Where Can You Find Steel?
Steel is in favor. Look to your right, your left, up, down, wherever—odds are that you will catch a glimpse of steel. Long used for constructing our bridges and buildings, the low-carbon alloy today makes up 75 percent of all major appliances and occupies 25 percent of the average computer. Furthermore, the ferrous metal is the main material used in delivering renewable energy, is heavily recycled (more than 80 million tons in North America annually), and has an estimated $900 billion turnover overall.

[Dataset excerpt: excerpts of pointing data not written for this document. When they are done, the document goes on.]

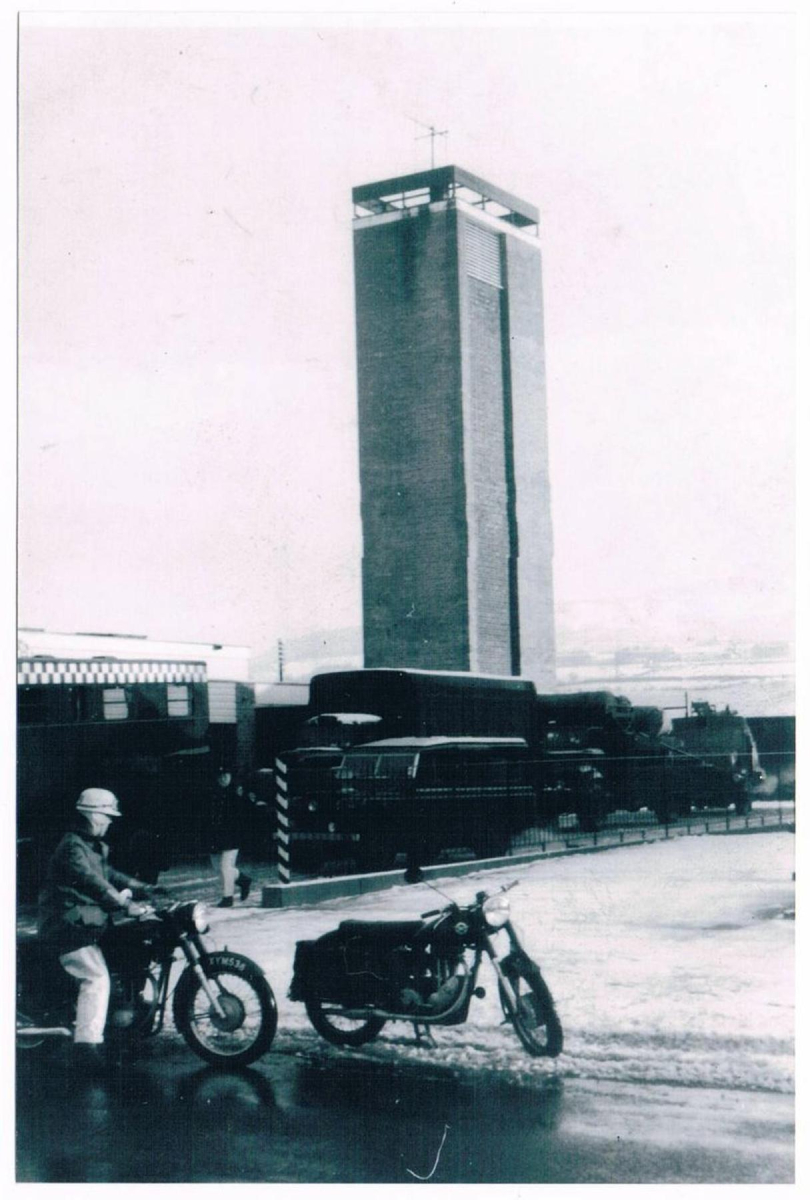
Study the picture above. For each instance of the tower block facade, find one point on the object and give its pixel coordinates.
(454, 460)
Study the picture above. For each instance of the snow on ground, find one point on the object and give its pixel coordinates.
(670, 963)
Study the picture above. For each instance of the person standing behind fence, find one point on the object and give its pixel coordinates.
(226, 829)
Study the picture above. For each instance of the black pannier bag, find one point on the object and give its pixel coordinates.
(340, 969)
(355, 964)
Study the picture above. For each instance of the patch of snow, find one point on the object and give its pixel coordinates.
(669, 964)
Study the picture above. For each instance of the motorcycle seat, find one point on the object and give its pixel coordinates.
(389, 933)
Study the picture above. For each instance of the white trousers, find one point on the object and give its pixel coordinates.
(226, 864)
(89, 967)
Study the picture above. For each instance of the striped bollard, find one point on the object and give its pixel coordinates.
(282, 822)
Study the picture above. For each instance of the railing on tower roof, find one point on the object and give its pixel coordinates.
(443, 184)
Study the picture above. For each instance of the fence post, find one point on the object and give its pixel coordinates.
(282, 821)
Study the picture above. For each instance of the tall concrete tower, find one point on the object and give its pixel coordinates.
(454, 461)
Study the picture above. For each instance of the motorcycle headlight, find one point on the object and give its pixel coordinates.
(496, 911)
(199, 918)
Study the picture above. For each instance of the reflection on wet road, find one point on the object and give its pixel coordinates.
(336, 1119)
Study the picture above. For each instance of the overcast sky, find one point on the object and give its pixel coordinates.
(187, 407)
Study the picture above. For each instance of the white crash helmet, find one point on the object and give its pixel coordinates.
(99, 799)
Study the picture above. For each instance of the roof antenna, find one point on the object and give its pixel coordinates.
(433, 133)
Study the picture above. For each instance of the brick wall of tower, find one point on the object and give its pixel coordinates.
(486, 511)
(527, 382)
(414, 570)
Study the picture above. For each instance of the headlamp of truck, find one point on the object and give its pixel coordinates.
(496, 911)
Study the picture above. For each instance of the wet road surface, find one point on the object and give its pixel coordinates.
(336, 1119)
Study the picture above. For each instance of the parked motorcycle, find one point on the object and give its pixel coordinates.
(222, 1003)
(364, 973)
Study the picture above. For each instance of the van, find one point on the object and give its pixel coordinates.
(423, 796)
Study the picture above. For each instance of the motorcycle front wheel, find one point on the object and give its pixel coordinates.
(534, 1017)
(245, 1029)
(340, 1030)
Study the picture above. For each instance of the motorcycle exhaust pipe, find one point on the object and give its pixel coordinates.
(48, 1031)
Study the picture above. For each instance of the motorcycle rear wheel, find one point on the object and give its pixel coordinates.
(339, 1030)
(249, 1025)
(534, 1019)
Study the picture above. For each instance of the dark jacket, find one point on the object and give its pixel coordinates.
(227, 811)
(79, 892)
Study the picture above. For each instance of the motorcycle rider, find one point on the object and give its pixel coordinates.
(79, 893)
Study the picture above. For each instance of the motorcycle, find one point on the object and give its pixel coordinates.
(361, 975)
(222, 1003)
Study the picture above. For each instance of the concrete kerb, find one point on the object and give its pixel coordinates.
(289, 895)
(277, 895)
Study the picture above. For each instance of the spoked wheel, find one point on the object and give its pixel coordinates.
(534, 1017)
(246, 1025)
(342, 1031)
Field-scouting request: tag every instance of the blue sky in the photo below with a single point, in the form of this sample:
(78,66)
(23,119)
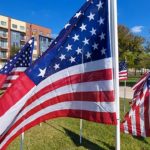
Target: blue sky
(55,14)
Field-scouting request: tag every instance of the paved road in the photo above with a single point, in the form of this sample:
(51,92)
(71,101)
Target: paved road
(129,92)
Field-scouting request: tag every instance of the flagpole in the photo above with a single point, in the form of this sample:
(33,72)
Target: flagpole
(114,44)
(21,141)
(81,131)
(125,85)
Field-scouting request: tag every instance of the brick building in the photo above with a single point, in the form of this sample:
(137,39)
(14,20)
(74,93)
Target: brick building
(15,33)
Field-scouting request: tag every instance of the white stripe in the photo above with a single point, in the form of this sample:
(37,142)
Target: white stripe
(133,123)
(79,87)
(7,118)
(125,124)
(6,85)
(88,67)
(142,125)
(68,89)
(19,69)
(92,86)
(12,77)
(74,105)
(125,74)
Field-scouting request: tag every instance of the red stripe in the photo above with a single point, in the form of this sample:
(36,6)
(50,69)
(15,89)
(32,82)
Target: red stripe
(129,123)
(16,73)
(146,113)
(100,117)
(137,117)
(105,96)
(86,77)
(3,77)
(123,72)
(58,99)
(15,93)
(125,78)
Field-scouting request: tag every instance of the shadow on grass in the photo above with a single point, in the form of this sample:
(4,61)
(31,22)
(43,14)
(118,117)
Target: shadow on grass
(53,127)
(110,147)
(85,142)
(142,139)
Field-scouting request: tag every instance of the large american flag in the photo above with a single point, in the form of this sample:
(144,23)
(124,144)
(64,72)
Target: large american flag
(137,120)
(123,74)
(73,78)
(16,65)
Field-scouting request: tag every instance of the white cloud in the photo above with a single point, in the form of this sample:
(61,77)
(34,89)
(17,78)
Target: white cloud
(137,29)
(54,35)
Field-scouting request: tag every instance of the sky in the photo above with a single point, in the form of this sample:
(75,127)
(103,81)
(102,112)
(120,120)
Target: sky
(54,14)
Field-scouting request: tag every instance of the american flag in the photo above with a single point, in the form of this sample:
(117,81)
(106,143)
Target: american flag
(123,74)
(137,120)
(16,65)
(73,78)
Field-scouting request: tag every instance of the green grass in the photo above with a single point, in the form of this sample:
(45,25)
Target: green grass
(130,82)
(63,134)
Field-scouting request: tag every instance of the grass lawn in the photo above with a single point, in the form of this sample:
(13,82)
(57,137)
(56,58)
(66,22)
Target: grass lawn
(130,82)
(63,134)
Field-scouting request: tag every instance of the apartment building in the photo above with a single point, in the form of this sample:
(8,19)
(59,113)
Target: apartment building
(15,33)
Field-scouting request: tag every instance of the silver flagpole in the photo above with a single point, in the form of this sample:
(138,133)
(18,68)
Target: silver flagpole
(81,131)
(114,46)
(125,85)
(21,141)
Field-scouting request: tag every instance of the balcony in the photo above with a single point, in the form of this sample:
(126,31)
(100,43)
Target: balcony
(3,48)
(4,36)
(23,39)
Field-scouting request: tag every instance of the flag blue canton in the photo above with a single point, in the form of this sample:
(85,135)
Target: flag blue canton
(21,59)
(85,38)
(122,66)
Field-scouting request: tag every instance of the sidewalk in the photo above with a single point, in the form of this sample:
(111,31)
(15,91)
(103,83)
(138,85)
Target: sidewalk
(129,92)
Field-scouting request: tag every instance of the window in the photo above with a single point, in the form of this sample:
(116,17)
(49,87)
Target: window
(14,26)
(41,33)
(3,44)
(3,54)
(48,35)
(3,33)
(22,27)
(3,23)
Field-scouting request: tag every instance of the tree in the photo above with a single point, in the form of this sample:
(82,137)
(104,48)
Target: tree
(130,47)
(14,50)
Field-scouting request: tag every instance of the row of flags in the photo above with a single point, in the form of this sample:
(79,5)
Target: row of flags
(73,78)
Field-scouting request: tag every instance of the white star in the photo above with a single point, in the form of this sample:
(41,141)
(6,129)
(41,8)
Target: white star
(88,55)
(42,72)
(91,16)
(95,46)
(62,57)
(103,51)
(102,36)
(56,66)
(86,41)
(76,37)
(83,27)
(93,31)
(72,59)
(101,21)
(100,5)
(79,51)
(67,25)
(69,47)
(78,14)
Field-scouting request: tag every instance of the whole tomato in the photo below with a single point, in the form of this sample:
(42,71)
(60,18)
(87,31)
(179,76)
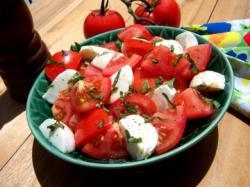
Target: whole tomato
(102,20)
(161,12)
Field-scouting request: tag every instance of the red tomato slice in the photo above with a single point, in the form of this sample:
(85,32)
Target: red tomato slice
(180,84)
(161,61)
(201,55)
(90,71)
(62,60)
(135,31)
(136,46)
(62,110)
(117,108)
(87,93)
(170,128)
(117,63)
(196,106)
(111,45)
(95,124)
(143,103)
(111,145)
(140,79)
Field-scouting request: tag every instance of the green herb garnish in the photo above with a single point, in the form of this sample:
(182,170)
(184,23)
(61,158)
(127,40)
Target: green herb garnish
(132,139)
(75,78)
(75,47)
(55,125)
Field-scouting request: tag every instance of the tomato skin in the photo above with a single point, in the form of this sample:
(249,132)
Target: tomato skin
(140,77)
(81,99)
(90,128)
(95,23)
(143,102)
(136,46)
(90,71)
(135,31)
(118,62)
(160,61)
(201,55)
(171,130)
(111,45)
(111,145)
(196,107)
(62,110)
(64,60)
(166,12)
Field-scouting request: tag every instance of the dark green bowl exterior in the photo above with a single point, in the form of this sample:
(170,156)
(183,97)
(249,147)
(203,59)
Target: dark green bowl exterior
(38,109)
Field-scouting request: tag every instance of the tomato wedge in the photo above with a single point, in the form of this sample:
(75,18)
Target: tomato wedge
(200,55)
(87,93)
(117,63)
(142,78)
(135,31)
(196,106)
(136,46)
(95,124)
(60,61)
(161,61)
(170,128)
(62,110)
(111,145)
(111,45)
(90,71)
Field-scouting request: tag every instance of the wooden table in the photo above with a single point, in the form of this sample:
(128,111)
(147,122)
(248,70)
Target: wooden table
(221,159)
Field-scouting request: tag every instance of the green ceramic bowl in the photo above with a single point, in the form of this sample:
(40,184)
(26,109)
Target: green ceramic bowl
(38,109)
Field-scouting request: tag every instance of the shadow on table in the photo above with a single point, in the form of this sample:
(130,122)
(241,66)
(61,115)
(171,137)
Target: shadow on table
(186,169)
(9,108)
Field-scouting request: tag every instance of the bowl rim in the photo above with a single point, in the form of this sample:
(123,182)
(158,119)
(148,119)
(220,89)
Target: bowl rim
(151,160)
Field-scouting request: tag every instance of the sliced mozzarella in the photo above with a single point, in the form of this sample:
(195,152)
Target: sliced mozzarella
(89,52)
(61,137)
(101,61)
(158,98)
(135,127)
(177,48)
(59,84)
(123,82)
(187,39)
(209,81)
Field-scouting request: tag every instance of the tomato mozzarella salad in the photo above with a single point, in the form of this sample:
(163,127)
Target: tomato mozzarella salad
(129,98)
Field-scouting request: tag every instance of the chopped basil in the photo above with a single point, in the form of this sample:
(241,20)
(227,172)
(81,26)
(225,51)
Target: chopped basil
(155,61)
(75,47)
(55,125)
(101,124)
(168,100)
(159,81)
(64,53)
(75,78)
(132,139)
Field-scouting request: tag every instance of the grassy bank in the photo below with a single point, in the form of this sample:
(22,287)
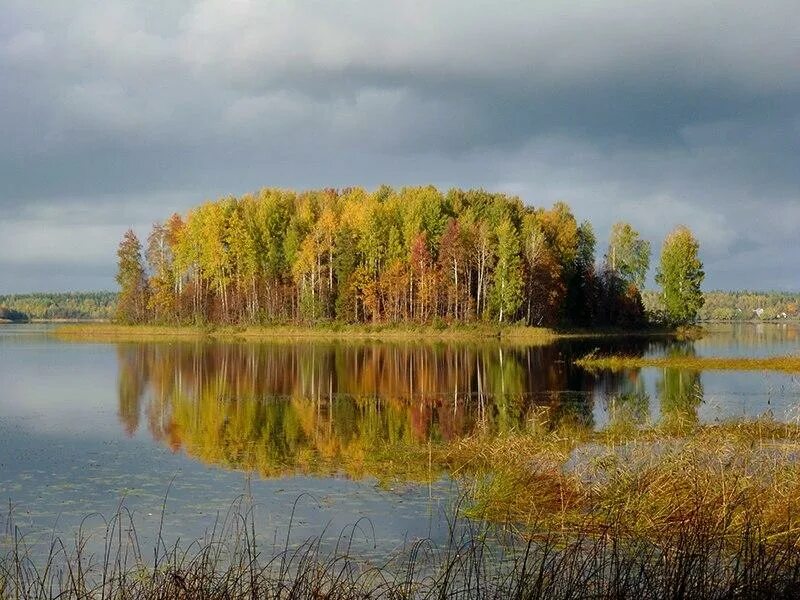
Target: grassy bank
(784,364)
(696,520)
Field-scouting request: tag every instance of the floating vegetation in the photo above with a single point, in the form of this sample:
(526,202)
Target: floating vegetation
(696,558)
(783,364)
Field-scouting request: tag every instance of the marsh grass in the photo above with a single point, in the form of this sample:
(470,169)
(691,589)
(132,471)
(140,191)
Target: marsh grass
(783,364)
(475,561)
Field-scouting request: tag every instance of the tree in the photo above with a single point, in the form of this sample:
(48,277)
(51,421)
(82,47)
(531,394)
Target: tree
(680,276)
(132,302)
(628,254)
(506,295)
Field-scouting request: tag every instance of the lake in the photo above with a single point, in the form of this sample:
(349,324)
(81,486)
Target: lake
(291,425)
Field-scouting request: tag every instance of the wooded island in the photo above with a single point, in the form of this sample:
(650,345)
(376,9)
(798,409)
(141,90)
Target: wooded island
(414,255)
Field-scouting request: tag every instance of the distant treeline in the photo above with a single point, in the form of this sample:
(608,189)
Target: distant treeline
(414,254)
(749,305)
(10,314)
(70,305)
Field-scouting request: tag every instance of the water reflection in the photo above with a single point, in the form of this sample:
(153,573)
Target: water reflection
(278,408)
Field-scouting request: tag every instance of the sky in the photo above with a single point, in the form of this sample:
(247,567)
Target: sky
(114,114)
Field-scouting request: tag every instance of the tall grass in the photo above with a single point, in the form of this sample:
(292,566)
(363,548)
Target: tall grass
(476,561)
(783,364)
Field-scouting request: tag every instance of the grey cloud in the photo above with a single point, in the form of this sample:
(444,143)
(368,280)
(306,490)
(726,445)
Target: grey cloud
(655,112)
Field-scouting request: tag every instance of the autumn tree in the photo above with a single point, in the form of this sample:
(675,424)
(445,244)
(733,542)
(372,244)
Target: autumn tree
(132,300)
(507,283)
(628,254)
(680,275)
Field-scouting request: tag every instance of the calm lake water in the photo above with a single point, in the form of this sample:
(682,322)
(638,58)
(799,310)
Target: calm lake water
(85,425)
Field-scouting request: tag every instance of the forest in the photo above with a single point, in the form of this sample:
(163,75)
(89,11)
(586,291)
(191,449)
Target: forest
(413,254)
(64,305)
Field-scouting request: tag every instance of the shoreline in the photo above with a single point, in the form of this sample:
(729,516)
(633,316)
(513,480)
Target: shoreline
(340,332)
(779,364)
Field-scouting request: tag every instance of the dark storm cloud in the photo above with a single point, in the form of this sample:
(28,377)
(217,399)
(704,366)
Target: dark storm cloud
(117,113)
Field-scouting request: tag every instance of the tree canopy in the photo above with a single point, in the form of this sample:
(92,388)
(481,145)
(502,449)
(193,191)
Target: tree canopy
(390,255)
(680,275)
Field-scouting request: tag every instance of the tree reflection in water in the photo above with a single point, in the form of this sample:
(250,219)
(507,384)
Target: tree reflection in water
(354,408)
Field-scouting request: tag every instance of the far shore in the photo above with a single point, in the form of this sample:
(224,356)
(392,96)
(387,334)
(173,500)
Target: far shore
(332,331)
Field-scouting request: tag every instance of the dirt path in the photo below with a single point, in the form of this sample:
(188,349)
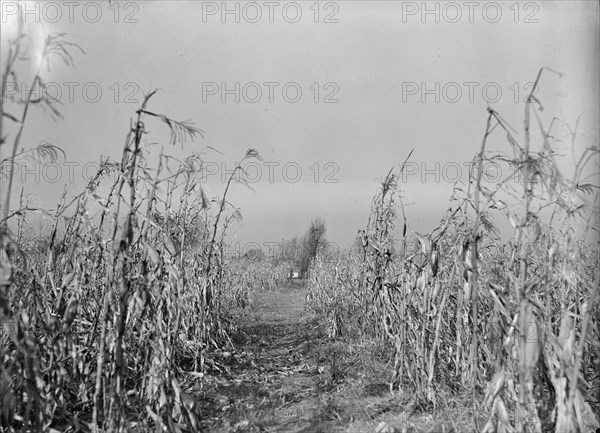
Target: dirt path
(274,381)
(286,377)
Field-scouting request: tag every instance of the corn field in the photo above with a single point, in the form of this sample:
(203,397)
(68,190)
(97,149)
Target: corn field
(112,317)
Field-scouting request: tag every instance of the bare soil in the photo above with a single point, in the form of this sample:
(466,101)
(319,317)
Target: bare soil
(285,375)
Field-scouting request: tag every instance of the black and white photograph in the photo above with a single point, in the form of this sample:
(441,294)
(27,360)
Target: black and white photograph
(310,216)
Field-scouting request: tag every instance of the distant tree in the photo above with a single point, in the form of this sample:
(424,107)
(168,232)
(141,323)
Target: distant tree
(255,254)
(313,239)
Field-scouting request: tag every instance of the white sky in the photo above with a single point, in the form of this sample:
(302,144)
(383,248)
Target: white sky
(369,56)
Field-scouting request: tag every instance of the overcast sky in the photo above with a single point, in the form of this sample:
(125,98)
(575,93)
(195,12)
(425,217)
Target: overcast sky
(332,94)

What are the Properties of Steel?
The rifeness of steel is largely attributable to the iron alloy’s numerous physical and chemical properties that make it ideal for industrial usage. Steel often has a high tensile strength, a useful hardness, resistance to abrasion and deformation, and the ability to withstand corrosion, heat and pressure. However, these attributes vary among the three primary types of steel—steel, stainless steel, and steel alloys.
Adequate testing, of course, is necessary to assess these properties in steel samples. However, it is ideal to avoid variations in testing methods, as they are conducted to acquire reproducible and comparable results. Standard mechanical tests are necessary for product specifications. These are covered within ASTM A370-20: Standard Test Methods and Definitions for Mechanical Testing of Steel Products.
About the ASTM A370-20 Standard
ASTM A370-20 covers procedures and definitions for mechanical testing of steel, stainless steel, and related alloy products. As the common standard for these products, the document is applicable to numerous steel specimens. They can be round, flat, bars, wires, tubular, or other sizes and shapes.
Specifically, ASTM A370-20 includes numerous sections for tension and impact testing of various steel specimens. The international standard document also details standard tests for Brinell and Rockwell hardness of steel, as well as a bend test.
The annexes of ASTM A370-20 cover details peculiar to certain products and processes—bar products, tubular products, fasteners, round wire products, notched-bar impact testing, multi-wire strand, and steel reinforcing bars—that supplement these test methods.